Since I’ve been talking a lot about scale length lately, I thought I would profile a very strange, very rare guitar. It’s strange because the scale length is a full 27 inches!! Not 26.5″, not 26″, but seriously, for real, not kidding, 27″!!! It’s also strange because of it’s body design and shape, which has never been seen before or since. Now for the rare part, this one is labeled Kingston, but it’s not a Kawai and it’s not a Teisco. Why is this rare? Well, those were the only two known suppliers for Westheimer Music. Not anymore, because my friends, this guitar was made by Fujigen. For sure, no doubt, confirmed by yours truly. And you know I wouldn’t steer you wrong…
This model seems to date from 1965, and the guitar is big, solid and powerful! The four pickups all read out strong in the high 4k-high 5k range, and the pickups are wired in series for that full-out power surge with everything turned on. Also, I LOVE these tremolos! It’s a copy of a Hagstrom design, and it’s a really good copy.
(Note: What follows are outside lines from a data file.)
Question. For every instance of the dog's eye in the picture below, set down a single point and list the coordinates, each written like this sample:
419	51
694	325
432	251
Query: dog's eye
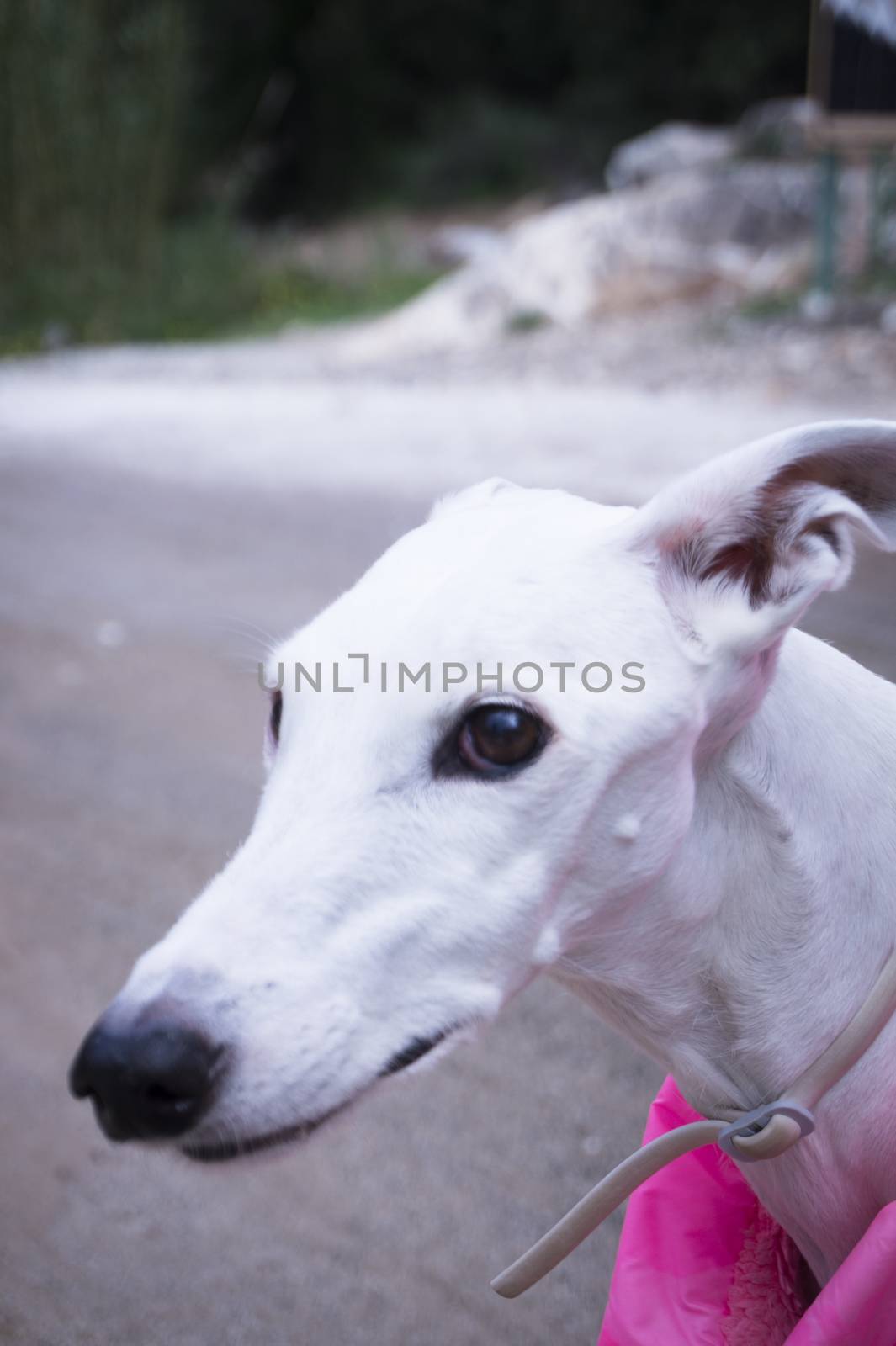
276	713
496	738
So this baritone thing…what makes a guitar a baritone? Well, in my mind it was always a guitar with a longer scale length than normal. Danelectro is said to have produced the first baritone guitar in the late 50s, and it’s longer scale length allows for different tunings, usually in the lower registers of the range. What I’m trying to figure out is if these guitars were being made as true baritone guitars, or were they a mistake on the designers’ part (who were still learning about scale length)? I’d love to hear from all of you regarding this question.
These types of guitars are perfect for big dudes with big hands! This guitar has a nice big neck, and a big ol body! I find it fascinating that one of Fujigen’s first electric guitars was a baritone! Fujigen made some really excellent guitars during the 70s and 80s, carrying the Ibanez, Greco, and Fender names. Yup, Fujigen made all (or most) of the Japanese Fender guitars starting in the early 80s, up to the later 90s. You know, the REALLY good Japanese Fenders? Anyway, for our video we Mike played in regular tuning with regular strings. But after fiddling around with this beast I realized heavy gauge strings really sound best. So there you go peeps, and let’s hear from you baritone fans!
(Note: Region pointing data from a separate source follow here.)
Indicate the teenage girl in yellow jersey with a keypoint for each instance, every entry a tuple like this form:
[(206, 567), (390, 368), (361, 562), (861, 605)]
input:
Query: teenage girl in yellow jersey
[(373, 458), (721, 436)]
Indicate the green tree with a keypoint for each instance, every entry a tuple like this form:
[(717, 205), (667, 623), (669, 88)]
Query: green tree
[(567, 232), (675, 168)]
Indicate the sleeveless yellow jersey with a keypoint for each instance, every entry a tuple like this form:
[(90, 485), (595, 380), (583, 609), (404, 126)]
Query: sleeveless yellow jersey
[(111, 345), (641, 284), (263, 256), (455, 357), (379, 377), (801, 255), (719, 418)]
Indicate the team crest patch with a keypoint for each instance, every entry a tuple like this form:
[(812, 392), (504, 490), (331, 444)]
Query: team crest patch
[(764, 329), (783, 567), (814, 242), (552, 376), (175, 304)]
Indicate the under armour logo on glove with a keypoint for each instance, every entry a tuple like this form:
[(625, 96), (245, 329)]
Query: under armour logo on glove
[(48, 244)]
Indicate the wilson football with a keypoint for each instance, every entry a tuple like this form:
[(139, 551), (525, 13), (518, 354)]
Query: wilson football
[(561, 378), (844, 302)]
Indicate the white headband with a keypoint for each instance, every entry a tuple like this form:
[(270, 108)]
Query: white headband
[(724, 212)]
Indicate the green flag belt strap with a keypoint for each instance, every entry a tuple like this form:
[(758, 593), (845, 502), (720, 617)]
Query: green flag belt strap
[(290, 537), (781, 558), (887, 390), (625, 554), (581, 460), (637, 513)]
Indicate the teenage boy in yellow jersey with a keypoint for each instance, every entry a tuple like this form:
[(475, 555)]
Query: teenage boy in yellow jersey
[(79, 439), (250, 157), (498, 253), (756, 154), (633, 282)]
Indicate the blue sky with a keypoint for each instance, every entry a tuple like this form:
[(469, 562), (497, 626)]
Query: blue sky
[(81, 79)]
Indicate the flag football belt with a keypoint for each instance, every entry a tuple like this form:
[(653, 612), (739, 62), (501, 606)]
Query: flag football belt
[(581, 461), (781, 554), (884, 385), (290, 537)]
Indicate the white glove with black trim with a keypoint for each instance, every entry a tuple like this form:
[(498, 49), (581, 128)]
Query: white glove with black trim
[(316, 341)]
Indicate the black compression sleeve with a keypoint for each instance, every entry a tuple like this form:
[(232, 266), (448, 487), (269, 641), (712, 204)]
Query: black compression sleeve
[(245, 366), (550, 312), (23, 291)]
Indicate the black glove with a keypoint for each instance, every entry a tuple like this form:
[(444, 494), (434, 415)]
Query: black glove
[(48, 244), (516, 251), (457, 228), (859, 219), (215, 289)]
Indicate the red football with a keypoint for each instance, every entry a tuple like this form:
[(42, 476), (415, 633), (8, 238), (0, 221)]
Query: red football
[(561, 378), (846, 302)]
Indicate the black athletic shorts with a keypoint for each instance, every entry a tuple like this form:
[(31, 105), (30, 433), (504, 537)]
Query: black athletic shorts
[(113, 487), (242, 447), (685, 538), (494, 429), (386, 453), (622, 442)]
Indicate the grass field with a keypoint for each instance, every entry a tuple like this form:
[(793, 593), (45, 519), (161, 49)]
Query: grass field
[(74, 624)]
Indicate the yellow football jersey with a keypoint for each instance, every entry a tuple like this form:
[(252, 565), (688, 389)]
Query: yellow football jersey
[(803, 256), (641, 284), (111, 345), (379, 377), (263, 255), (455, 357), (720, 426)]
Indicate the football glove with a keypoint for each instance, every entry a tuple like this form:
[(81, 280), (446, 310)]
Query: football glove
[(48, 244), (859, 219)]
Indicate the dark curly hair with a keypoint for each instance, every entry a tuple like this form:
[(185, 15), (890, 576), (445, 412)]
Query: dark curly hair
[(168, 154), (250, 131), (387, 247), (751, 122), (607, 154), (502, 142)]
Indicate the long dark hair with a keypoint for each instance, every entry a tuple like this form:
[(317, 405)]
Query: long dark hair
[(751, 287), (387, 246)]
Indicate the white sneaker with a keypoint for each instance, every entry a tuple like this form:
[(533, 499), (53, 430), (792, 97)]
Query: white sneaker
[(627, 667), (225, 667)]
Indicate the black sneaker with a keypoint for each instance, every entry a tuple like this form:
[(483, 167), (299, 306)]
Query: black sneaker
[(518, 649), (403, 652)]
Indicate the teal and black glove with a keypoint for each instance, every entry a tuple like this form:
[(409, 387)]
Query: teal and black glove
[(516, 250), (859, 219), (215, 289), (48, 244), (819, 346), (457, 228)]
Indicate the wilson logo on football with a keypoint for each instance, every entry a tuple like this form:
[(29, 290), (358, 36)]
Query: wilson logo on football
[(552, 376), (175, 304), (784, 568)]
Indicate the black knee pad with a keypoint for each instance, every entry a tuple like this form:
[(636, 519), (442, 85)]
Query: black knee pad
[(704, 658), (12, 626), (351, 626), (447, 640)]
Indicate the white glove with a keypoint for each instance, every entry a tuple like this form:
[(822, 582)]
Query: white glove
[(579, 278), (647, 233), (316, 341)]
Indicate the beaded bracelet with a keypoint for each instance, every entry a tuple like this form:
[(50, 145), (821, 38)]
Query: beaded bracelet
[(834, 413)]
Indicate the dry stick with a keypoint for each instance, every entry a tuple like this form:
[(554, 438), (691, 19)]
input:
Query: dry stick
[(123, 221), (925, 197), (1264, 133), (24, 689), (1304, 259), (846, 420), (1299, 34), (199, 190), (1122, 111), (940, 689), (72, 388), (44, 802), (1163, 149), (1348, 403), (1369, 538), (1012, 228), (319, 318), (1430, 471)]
16 thoughts on “Adventures in Baritone – 1965 Kingston FVN4 Japanese Electric Guitar”
I used to own one of these when I was in High School. (Graduated in ’70)
I knew it was huge…never realized it was 27″ scale!
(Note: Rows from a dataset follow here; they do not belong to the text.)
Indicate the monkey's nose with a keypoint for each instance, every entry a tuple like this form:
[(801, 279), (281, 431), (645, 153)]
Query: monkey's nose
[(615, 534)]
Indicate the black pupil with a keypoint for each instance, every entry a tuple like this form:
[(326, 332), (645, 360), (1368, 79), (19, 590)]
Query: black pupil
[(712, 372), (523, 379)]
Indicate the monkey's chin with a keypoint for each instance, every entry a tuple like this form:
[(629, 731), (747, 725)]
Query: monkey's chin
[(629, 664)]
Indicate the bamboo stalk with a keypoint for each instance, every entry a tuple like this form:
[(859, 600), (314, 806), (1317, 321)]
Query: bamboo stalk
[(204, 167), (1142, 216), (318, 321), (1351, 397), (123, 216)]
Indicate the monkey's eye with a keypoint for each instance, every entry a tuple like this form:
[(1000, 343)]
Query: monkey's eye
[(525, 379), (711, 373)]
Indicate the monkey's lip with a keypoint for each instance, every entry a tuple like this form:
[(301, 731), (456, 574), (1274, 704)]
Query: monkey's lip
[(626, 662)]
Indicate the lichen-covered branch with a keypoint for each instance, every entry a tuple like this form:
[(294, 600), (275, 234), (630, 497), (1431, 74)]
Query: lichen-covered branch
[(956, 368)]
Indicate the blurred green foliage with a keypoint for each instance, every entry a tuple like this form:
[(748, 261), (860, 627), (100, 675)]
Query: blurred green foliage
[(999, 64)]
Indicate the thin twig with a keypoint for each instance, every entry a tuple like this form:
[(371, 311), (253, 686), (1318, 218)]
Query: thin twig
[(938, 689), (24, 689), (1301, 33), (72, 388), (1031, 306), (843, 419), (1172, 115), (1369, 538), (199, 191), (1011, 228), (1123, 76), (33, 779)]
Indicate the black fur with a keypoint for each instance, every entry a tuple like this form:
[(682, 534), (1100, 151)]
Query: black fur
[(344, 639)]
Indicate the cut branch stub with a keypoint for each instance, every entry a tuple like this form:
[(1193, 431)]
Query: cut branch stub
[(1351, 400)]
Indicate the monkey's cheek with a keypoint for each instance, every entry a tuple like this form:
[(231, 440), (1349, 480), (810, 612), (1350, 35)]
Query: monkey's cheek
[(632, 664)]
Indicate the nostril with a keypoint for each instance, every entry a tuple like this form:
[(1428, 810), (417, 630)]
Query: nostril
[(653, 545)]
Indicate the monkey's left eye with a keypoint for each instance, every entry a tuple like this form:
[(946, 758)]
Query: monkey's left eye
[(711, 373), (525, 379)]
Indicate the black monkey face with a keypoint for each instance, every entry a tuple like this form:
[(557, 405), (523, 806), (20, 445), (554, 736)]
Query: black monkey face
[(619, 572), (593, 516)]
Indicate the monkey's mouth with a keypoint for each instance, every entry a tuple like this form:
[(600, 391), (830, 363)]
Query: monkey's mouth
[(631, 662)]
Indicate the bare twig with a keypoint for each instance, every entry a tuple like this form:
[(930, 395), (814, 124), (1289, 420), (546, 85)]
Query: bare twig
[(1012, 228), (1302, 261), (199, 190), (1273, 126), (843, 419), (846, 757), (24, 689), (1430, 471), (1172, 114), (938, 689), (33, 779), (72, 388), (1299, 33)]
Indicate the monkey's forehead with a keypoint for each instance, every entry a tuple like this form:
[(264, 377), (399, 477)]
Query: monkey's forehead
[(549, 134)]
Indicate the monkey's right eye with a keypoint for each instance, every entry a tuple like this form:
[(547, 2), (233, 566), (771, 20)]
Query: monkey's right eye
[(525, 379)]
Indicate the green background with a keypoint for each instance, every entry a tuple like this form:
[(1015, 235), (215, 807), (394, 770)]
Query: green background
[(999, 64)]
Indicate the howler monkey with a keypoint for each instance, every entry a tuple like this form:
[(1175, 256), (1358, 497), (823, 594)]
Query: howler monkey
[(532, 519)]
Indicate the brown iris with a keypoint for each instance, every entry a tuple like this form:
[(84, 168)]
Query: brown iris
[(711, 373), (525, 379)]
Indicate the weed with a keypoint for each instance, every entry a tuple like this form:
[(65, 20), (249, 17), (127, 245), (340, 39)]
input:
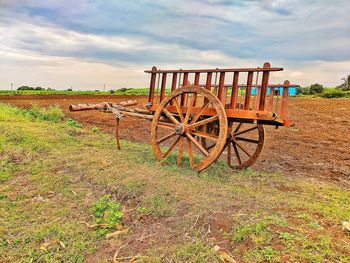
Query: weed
[(161, 203), (108, 213), (52, 113), (197, 251), (74, 123), (94, 129)]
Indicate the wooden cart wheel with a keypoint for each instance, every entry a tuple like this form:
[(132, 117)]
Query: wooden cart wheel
[(244, 144), (170, 130)]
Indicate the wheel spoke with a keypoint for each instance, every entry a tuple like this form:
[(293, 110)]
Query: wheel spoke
[(246, 140), (238, 127), (178, 109), (211, 146), (243, 149), (202, 122), (166, 125), (197, 144), (167, 137), (171, 148), (170, 116), (247, 130), (190, 153), (237, 153), (229, 153), (204, 135), (181, 146), (189, 108), (195, 118)]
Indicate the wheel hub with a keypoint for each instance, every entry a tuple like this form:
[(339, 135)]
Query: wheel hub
[(180, 129)]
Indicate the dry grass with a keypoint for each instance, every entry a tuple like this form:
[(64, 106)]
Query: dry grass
[(53, 172)]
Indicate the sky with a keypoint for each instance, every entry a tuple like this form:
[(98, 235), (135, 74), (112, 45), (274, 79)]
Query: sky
[(87, 44)]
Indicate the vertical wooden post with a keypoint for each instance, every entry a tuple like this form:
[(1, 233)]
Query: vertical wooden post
[(152, 85), (173, 85), (162, 88), (234, 94), (283, 111), (196, 83), (208, 82), (264, 84), (271, 97), (221, 88), (184, 83), (248, 90)]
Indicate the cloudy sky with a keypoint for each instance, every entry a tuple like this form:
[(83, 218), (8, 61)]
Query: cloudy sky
[(86, 44)]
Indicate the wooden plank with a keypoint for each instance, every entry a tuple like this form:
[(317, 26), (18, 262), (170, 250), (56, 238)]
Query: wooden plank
[(283, 110), (162, 88), (184, 96), (248, 90), (221, 87), (152, 85), (234, 94)]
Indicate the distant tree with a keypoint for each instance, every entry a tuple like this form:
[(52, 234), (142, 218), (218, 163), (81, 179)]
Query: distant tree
[(346, 84), (123, 89), (25, 88), (303, 90), (316, 89)]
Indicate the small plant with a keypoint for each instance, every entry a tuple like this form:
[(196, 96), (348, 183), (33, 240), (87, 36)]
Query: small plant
[(94, 129), (74, 123), (316, 88), (107, 213)]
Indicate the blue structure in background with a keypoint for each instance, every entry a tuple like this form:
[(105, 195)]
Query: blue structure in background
[(292, 90)]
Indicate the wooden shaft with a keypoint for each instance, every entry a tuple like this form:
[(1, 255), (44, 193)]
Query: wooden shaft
[(162, 88), (234, 94), (248, 90), (152, 85)]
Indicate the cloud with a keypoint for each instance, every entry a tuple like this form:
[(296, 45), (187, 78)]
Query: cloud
[(310, 39)]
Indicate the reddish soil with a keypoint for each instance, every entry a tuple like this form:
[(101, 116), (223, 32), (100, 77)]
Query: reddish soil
[(318, 146)]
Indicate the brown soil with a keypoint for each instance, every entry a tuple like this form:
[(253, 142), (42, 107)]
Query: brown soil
[(318, 146)]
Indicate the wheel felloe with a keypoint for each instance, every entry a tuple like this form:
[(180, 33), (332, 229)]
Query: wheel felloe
[(244, 144), (180, 127)]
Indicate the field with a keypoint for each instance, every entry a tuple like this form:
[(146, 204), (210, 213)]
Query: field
[(56, 176)]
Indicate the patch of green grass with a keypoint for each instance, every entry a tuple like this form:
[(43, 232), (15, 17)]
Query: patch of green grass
[(52, 113), (95, 129), (195, 251), (258, 229), (57, 170), (160, 203), (74, 123), (107, 212)]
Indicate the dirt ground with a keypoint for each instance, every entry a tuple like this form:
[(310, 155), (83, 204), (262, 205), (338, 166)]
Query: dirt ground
[(318, 146)]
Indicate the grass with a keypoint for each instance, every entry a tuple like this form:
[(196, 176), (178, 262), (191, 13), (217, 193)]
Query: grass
[(56, 177), (124, 91)]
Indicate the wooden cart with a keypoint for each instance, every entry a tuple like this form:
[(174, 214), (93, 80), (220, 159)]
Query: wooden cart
[(202, 121)]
Thank for sharing! These are HUGE!!
Just got offered one of these on a trade for a microphone. Sounds great in your video!
i am looking for one of these for my friend Hank.. Was his first gigging guitar in 1968 when we were in high school. Do you know of any for sale?
They pop up now and again in the usual places… ebay, craigslist, used music stores. This one in the video ended up going back to Japan.
i have one of these with a modified fixed bridge and the neck truss rod is busted – electronics are working fine – is it worth anything to anyone?
I might be interested in that guitar…you can contact me through the home page here.
I am interested in that guitar. can you send me some pictures of it? thank you Tim
That was my first guitar. It might be a gas to have one of those again. Drop me a note
it requires baritone strings light gauge 13-63
A lot of guitar companies are making 22 and 24 fret guitars these days .. But the early guitars are hard to make out .. even now older guitars all depends on Scale length and wood and wiring
Back then the designers were making guitars more for the look. The scale just sorta happened!
I’ve got one. Had it partially rebuilt and now plays like a dream. All original electronics – would send pic if o could figure out how.
I have a great one of these strung up with heavier strings and tuned B to B. Missing one of the pairs of pickup selector switches if anyone has a set… Buddy Miller uses one of these. When he was touring with Robert Plant he had a Kingston like this AND a Danelectro/Jerry Jones baritone going on. Maybe one E to E and one B to B. Thanks for all the info btw. I love this website.